L’aide médicale d’Etat est régulièrement la cible d’élus de droite, qui dénoncent le « gaspillage » que représente cette aide qui permet aux étrangers, notamment demandeurs d’asile, de se soigner. Une attaque en règle, souvent basée sur des chiffres fantaisistes et des mensonges éhontés. Et surtout une attaque stupide et dangereuse : l’aide médicale d’Etat permet de contenir certaines épidémies, et d’éviter l’apparition de souches résistantes dans certaines maladies telles que la tuberculose. Ne pas soigner ces malades serait prendre un risque énorme. Il s’agit d’un problème de santé publique.
L’observatoire du droit à la santé des étrangers est un collectif d’associations (on peut en consulter la liste sur son site), qui entendent dénoncer les difficultés rencontrées par les étrangers dans les domaines de l’accès aux soins et du droit au séjour pour raison médicale. Le collectif entend porter des revendications communes.
Il s’adresse aujourd’hui à Mme Marisol Touraine, ministre de la santé, pour manifester son inquiétude devant une pratique totalement illégale mise en œuvre en Seine-Saint-Denis (93) par la caisse primaire d’assurance maladie : consigne a été donnée de « ne pas traiter les demandes d’aide médicale d’Etat (AME) déposées et non encore instruites au 6 décembre 2013. Un moyen pour la caisse primaire de résorber le retard pris dans l’examen des dossiers en raison de la surcharge de travail devant à laquelle elle doit faire face. Une pratique inquiétante, illégale, et qu’il pourrait être tentant de généraliser si on ne la dénonce pas rapidement.
Voici le texte de lettre de l’observatoire.

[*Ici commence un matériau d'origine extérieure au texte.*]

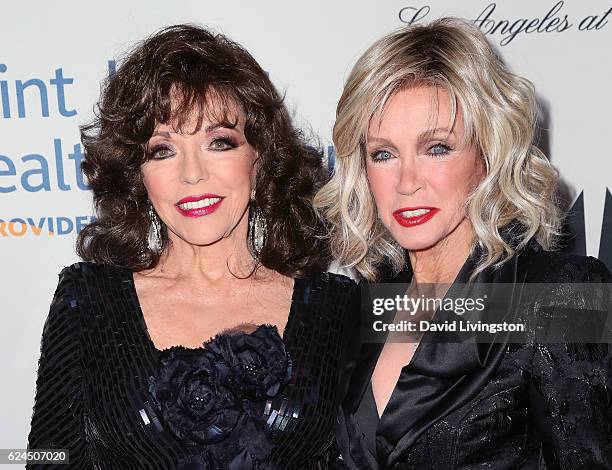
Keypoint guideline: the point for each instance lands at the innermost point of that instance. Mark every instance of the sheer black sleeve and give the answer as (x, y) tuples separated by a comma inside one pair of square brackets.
[(57, 419), (571, 394)]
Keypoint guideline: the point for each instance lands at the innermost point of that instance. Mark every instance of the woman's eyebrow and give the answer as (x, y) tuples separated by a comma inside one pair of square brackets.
[(165, 134), (378, 140), (430, 133)]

ODSE – Observatoire du droit à la santé des étrangers
Madame la Ministre,
Nos associations ont constaté une situation inquiétante à laquelle il parait urgent de remédier. En effet, nous avons eu confirmation orale qu’une note interne de la Caisse Primaire d’Assurance Maladie (CPAM) de Seine Saint Denis (93) demande à ses services de ne pas traiter les demandes d’aide médicale État (AME) déposées et non encore instruites au 6 décembre 2013. En refusant d’examiner les demandes des usagers, qui ne sont ni informés ni mis en position d’exercer des recours, la CPAM de Seine Saint Denis démissionne purement et simplement de son obligation de service public, empêchant les personnes de se soigner, ou les laissant endettées à vie face à des factures hospitalières. Une telle décision aboutit à un déni de droit inacceptable frappant les personnes les plus précaires sur le plan social et administratif. Elle constitue en outre une discrimination grossière, viole le principe d’égalité devant le service public et porte atteinte aux normes garantissant le droit fondamental à la santé :
- La technique du « déstockage des dossiers », par destruction ou archivage en bloc des demandes en cours, est illégale. L’argutie, consistant à considérer que l’administration a « le droit » de rejeter implicitement toute demande des usagers, est un contre-sens juridique qui retourne contre les citoyens les garanties acquises par les lois successives organisant les relations avec l’administration. [1]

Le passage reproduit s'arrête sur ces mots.